Top
Ege Cansen

Ege Cansen

cansen@sozcum.com

10/04/2016

Tesettür özgürlük simgesi değildir

Canlılar evreninde “üyeler fani-cemiyet baki”dir. Mesela her timsah fanidir. Her timsah bir gün ölümü tadacaktır. Ama timsahlar, 300 milyon yıldır varlıklarını sürdürmektedir. Yani timsah cemiyetlerinin ömrü, birey timsahın ömrüyle kıyaslandığında sonsuzdur. Aynı şey ağaçlar, sivrisinekler veya aslanlar için de geçerlidir.
Her aslan bir gün şu veya bu sebepten mutlaka ölür. Ama aslan denilen hayvan türü, çok uzun zamandır bu dünyada yaşamaktadır. İşin esas ilginç yanı, bir “canlılar kümesinin” de üyelerinden bağımsız “ayrı bir canlı” olmasıdır. Mesela “millet” denilen örgütlenmiş insan toplulukları, o kadar ayrı canlılardır ki, kendi ömrünü uzatmak için, kendini meydana getiren bireylerin ölmesini isteyebilir.
Bunu da “şehitlik mertebesine ulaştı” gibi değerlemelerle teşvik eder. Buna karşılık bireyler de kendi ömürlerini mümkün mertebe uzatmak ve yaşadıkları sürece sefa sürmek için, milletin ve insanlığın çıkarlarına halel getirmekte tereddüt etmezler.

DİNLERİN OLUŞUM GEREKÇESİ

“Din” kelimesinin anlamı “yasalar” veya “yasaklar”dır. Bu yasakların ve yasaların (ki İslam'da buna şeriat denir) amacı, yaradılış itibariyle hodkâm olan bireyi, diğerkâm hale getirmektir.
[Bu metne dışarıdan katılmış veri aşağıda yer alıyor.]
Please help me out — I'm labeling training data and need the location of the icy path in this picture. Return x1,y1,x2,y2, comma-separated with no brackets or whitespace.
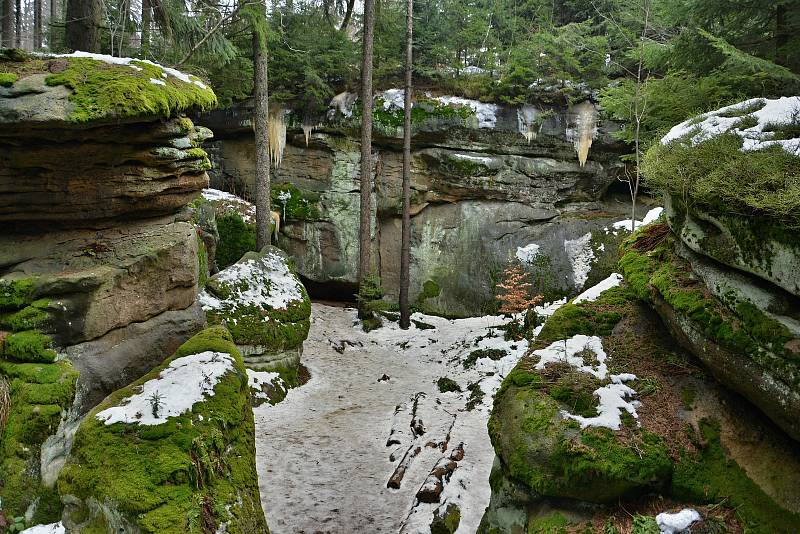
254,302,560,533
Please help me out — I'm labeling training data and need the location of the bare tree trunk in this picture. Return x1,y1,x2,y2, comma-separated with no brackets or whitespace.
33,0,41,48
140,0,149,55
253,29,271,250
65,0,102,52
399,0,413,329
358,0,376,304
775,3,788,66
14,0,20,47
339,0,355,31
1,0,13,47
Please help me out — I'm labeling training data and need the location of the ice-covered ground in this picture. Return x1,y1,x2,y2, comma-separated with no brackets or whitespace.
254,301,561,533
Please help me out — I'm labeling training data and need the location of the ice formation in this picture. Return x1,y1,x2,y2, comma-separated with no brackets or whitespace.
656,508,702,534
566,101,599,166
269,108,287,168
564,232,595,288
516,243,541,263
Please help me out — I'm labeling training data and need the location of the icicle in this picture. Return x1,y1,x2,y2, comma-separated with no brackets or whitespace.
268,108,287,168
517,104,540,144
302,124,314,147
566,101,599,167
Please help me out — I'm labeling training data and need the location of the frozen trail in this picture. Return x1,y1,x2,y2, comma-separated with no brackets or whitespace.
254,303,560,533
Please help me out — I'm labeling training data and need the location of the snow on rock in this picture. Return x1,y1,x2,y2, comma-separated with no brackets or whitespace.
201,188,256,224
656,508,702,534
610,207,664,232
199,249,304,312
451,153,494,166
247,369,283,403
661,96,800,155
564,232,595,288
533,334,608,380
573,273,623,304
379,88,407,111
561,377,640,430
433,95,499,128
52,51,209,89
254,300,565,534
20,524,65,534
95,351,235,426
516,243,541,263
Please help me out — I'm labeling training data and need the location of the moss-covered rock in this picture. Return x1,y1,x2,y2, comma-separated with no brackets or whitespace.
201,247,311,375
1,53,216,125
0,358,79,525
56,326,269,533
216,212,257,270
618,224,800,441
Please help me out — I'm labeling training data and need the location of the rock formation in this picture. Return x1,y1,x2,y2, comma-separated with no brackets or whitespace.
0,51,218,525
198,92,634,316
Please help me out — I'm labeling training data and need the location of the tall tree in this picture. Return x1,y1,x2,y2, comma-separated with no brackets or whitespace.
34,0,42,48
1,0,13,47
13,0,19,47
141,0,151,56
358,0,376,313
252,10,271,250
65,0,103,52
399,0,413,329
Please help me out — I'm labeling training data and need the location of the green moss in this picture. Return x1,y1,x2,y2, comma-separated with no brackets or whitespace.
437,376,461,393
619,229,799,387
197,238,209,289
56,326,268,533
463,348,507,369
672,420,800,532
430,503,461,534
643,133,800,227
0,358,78,520
4,330,57,363
0,277,37,311
0,72,18,86
421,279,441,300
271,183,321,221
370,95,474,130
216,212,257,269
44,57,217,123
528,511,569,534
0,299,52,331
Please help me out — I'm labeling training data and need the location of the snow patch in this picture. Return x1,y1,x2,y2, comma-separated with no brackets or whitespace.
247,369,283,402
656,508,702,534
573,273,623,304
564,232,595,288
52,51,209,89
451,153,493,165
561,376,640,430
20,524,65,534
662,96,800,155
533,334,608,380
433,95,499,128
201,188,256,224
516,243,541,263
95,351,235,426
611,207,664,232
379,88,406,111
149,77,166,86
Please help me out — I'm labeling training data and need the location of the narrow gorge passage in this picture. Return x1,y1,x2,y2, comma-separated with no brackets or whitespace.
254,302,559,533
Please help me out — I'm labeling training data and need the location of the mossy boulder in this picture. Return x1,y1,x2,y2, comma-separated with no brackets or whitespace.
0,52,216,125
665,193,800,298
200,247,311,375
56,326,268,533
0,357,79,525
619,224,800,441
483,261,800,532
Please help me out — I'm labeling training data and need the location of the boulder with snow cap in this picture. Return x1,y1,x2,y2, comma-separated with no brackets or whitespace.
56,326,269,534
200,246,311,379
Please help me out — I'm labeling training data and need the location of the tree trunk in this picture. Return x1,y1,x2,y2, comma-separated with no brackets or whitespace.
1,0,13,47
399,0,413,329
14,0,20,47
140,0,150,56
775,3,789,66
65,0,102,52
33,0,42,48
253,29,272,250
357,0,376,299
339,0,355,31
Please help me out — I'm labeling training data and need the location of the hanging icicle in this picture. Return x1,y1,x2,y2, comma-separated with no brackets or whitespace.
517,104,540,144
268,107,287,168
302,124,314,147
566,101,599,167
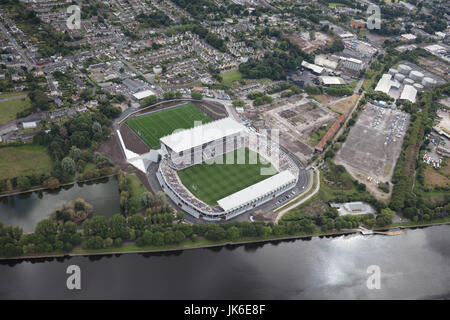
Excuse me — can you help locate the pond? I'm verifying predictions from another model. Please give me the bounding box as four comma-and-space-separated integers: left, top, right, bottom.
0, 177, 121, 232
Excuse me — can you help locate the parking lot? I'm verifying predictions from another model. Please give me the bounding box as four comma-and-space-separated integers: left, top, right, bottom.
335, 104, 410, 197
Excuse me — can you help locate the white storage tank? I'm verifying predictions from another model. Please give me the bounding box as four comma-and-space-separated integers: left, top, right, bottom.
388, 68, 397, 75
394, 73, 405, 82
413, 83, 424, 91
398, 64, 412, 75
409, 70, 424, 81
403, 78, 415, 85
422, 77, 436, 88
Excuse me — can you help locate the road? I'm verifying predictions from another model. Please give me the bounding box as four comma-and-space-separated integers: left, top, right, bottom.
274, 168, 320, 224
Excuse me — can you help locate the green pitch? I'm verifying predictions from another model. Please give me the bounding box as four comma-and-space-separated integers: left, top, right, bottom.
177, 148, 277, 206
126, 104, 212, 149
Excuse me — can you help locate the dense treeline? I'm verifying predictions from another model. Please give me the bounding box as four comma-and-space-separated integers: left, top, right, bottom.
31, 104, 120, 184
136, 12, 173, 28
239, 39, 310, 80
390, 83, 450, 222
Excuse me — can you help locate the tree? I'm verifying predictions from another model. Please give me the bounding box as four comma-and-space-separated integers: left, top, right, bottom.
114, 237, 123, 247
174, 230, 185, 243
156, 191, 167, 205
152, 232, 164, 246
44, 177, 60, 189
110, 214, 129, 240
140, 192, 155, 208
140, 95, 158, 107
105, 237, 114, 247
128, 213, 145, 231
164, 230, 175, 244
142, 230, 153, 245
191, 91, 203, 100
35, 219, 57, 243
17, 176, 31, 189
90, 216, 108, 238
70, 146, 81, 161
232, 99, 244, 107
205, 224, 225, 241
226, 226, 240, 241
176, 212, 184, 223
92, 122, 102, 134
61, 157, 76, 175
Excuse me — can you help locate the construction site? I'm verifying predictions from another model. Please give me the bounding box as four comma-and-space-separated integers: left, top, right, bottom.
246, 94, 338, 165
334, 104, 410, 199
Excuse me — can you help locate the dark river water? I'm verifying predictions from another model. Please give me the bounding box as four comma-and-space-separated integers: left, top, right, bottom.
0, 225, 449, 299
0, 177, 120, 233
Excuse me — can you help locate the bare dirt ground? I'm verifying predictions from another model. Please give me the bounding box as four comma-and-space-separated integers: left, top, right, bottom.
246, 94, 338, 164
335, 104, 410, 201
424, 167, 449, 187
437, 109, 450, 134
97, 134, 128, 170
328, 95, 360, 115
120, 124, 150, 154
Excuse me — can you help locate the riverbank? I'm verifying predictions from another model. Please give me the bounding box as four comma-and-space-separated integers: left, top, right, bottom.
0, 174, 117, 198
2, 220, 450, 262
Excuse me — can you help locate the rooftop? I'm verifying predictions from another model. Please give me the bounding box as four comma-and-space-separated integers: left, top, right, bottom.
160, 117, 245, 153
217, 170, 296, 211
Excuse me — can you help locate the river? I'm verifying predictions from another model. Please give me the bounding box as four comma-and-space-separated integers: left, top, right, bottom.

Dinler, ahlâksızlığın (kamu-birey çıkar çatışmasının) ömür süresi farkından kaynaklandığına inanır.
Bu gerekçeyle dinler, bireye “senin ömrün bu dünyadaki yaşamınla sınırlı değildir, sonraki (ahir) dünyada da yaşamaya devam edeceksin, hesabın orada kapanacak, ona göre davran” der. Eğer fani birey, sonsuz ömürlü olduğuna inanırsa, nasıl olsa yanıma kâr kalır deyip, bu dünyada kişisel çıkarları için, toplumsal çıkarlara zarar vermekten vazgeçer diye düşünülmüştür.
Tek ilahlı ilk din denilen Museviliğin kurucusu Musa'nın “On Emir” diye bilinen tebliğinin dokuzu yasaklamadır.

TOPLUMUN TEMELİ AİLEDİR

Bu yasakların önde geleni de (hem erkekleri hem de kadınları kapsayan) “zina yapmayacaksın” emridir. Eğer kadınlar örtünürse, gözle tahrik olan erkeklerin cinsel saldırganlıkları gemlenebilir böylece zina veya tecavüz azalır denmiştir. Zina veya tecavüz, babasız çocuk doğmasına sebep olabilir. Çünkü bir kadını hamile bırakan erkeğin, “babası ben değilim” diyerek fıyması erkekliğin fıtratında vardır.
Tesettürün amacı, nesebi korumaktır. Çocuklar bir aile içinde doğar ve büyürse, daha iyi yurttaş olur, iyi yurttaşlardan kurulu toplumlar da güçlü ve uzun ömürlü olur diye düşünülmüştür. Dinlerin, evlilik, nikâh, hamilelik, cinsel tahrik, zina gibi konularla ayrıntılı bir şekilde meşgul olması, dinlerin toplumsal işlevinin gereğidir.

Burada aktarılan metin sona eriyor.